Clinical decision-making requires reasoning over incomplete, imprecise, and linguistically expressed patient narratives. While large language models (LLMs) excel at extracting latent information from natural language, they lack the verifiability and interpretability essential for trustworthy medical AI. We propose a neuro-symbolic reasoning framework that aligns LLMs with formal logic to enable explainable and formally verifiable medical diagnosis. Patient descriptions and clinical guidelines are embedded into a neural knowledge base, where LLMs extract structured medical entities, temporal relations, and fuzzy symptom patterns, which are decoded into a symbolic knowledge base expressed in fuzzy logic and declarative rules. We perform two-stage reasoning: (1) inductive symbolic generalization to capture diagnostic patterns from encoded narratives, and (2) inference verification via a logic programming engine to derive and validate diagnoses consistent with clinical standards. Each symptom is treated as a fuzzy predicate with probabilistic weights, and inference paths are auditable, adjustable, and compatible with physician feedback. Unlike purely statistical methods, our system supports iterative refinement: misalignment between LLM-generated diagnoses and ground truth can be traced, explained, and corrected through formal rules. By combining logic-based transparency, LLM adaptability, and probabilistic robustness, the framework enables human-aligned healthcare inference with strong generalization and verifiable, step-by-step reasoning chains. We validate our framework on public benchmarks, demonstrating effective reconciliation of symbolic reasoning and LLMs with real-world clinical narratives. Results show performance comparable to state-of-the-art LLMs, while additionally providing interpretable reasoning paths and formally verifiable diagnostic conclusions.

AI Impact Assessments

(1 models)

Scientific Impact Assessment

Core Contribution

This paper proposes a neuro-symbolic framework that couples LLM-based extraction with fuzzy logic and Prolog-based symbolic reasoning for clinical diagnosis. The pipeline works as follows: (1) LLMs extract structured medical entities from free-text clinical notes, (2) these are converted into fuzzy predicates with probabilistic weights, (3) symbolic rules (Horn clauses) are compiled from clinical guidelines, (4) a Prolog-based engine performs weighted reasoning to rank diagnoses, and (5) an update mechanism allows both physician-driven rule editing and automated passive-aggressive weight updates. The key claimed novelty is the integration of fuzzy quantification, probabilistic inference, and a physician-in-the-loop feedback cycle within a single auditable pipeline.

Methodological Rigor

The methodology has several concerning weaknesses:

Evaluation design: The experimental evaluation is limited in scope and rigor. The primary comparison is against raw LLM prompting (GPT-4o, o4-mini, DeepSeek-R1), which is a weak baseline for a neuro-symbolic system paper. There is no comparison against established neuro-symbolic baselines (DeepProbLog, Logic Tensor Networks, Neural Theorem Provers—all cited in related work), nor against standard clinical NLP systems or ensemble methods. This makes it impossible to assess where the contribution stands relative to the actual state of the art in neuro-symbolic reasoning.

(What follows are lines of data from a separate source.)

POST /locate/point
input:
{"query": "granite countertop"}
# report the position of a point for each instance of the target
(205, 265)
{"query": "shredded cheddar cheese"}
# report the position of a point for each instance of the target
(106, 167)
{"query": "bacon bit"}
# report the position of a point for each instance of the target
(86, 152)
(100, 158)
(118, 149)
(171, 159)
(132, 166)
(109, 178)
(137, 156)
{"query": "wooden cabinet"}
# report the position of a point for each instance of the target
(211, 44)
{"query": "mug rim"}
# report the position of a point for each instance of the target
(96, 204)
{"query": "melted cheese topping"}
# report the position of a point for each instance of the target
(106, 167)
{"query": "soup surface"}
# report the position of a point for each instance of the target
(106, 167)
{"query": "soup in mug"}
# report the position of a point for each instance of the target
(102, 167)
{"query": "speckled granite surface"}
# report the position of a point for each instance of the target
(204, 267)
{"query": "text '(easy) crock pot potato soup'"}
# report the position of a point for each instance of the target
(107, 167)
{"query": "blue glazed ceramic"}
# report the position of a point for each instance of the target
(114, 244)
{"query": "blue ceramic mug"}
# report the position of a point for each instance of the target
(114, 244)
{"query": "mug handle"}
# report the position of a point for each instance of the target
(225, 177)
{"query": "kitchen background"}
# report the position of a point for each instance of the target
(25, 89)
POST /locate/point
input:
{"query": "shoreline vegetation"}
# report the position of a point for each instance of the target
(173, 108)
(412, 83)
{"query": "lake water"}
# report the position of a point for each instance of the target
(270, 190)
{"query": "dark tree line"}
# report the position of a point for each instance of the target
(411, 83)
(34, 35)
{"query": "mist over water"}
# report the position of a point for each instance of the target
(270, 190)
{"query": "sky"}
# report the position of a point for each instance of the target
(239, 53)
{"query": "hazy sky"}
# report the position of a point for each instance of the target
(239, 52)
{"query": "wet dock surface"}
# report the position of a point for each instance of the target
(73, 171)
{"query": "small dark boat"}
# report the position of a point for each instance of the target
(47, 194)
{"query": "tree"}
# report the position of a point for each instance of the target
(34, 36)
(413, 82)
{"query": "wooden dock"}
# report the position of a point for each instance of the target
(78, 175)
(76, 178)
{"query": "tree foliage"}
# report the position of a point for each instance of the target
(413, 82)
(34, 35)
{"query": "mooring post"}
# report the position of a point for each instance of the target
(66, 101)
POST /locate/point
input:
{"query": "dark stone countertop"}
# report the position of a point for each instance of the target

Dataset concerns: The first dataset (symptom_to_diagnosis) is procedurally generated, limiting its clinical validity. The iCliniq dataset is noisy medical Q&A data, and the authors acknowledge multiple data quality issues—then create a "trimmed" version that conveniently improves their numbers. This post-hoc data cleaning raises methodological red flags. The MIMIC-IV evaluation is more credible but details about the specific subset used, preprocessing, and ground truth extraction are sparse.

Performance claims: On iCliniq, the full hybrid system underperforms GPT-4o across all metrics. On the trimmed version, GPT-4o still wins. Only on MIMIC-IV does the hybrid system clearly outperform, and the paper attributes this to "clearer symptom signals"—which somewhat undermines the claim that the system handles uncertainty well. The improvements over symbolic-only baselines validate the fuzzy/probabilistic components but are expected given the additional information they incorporate.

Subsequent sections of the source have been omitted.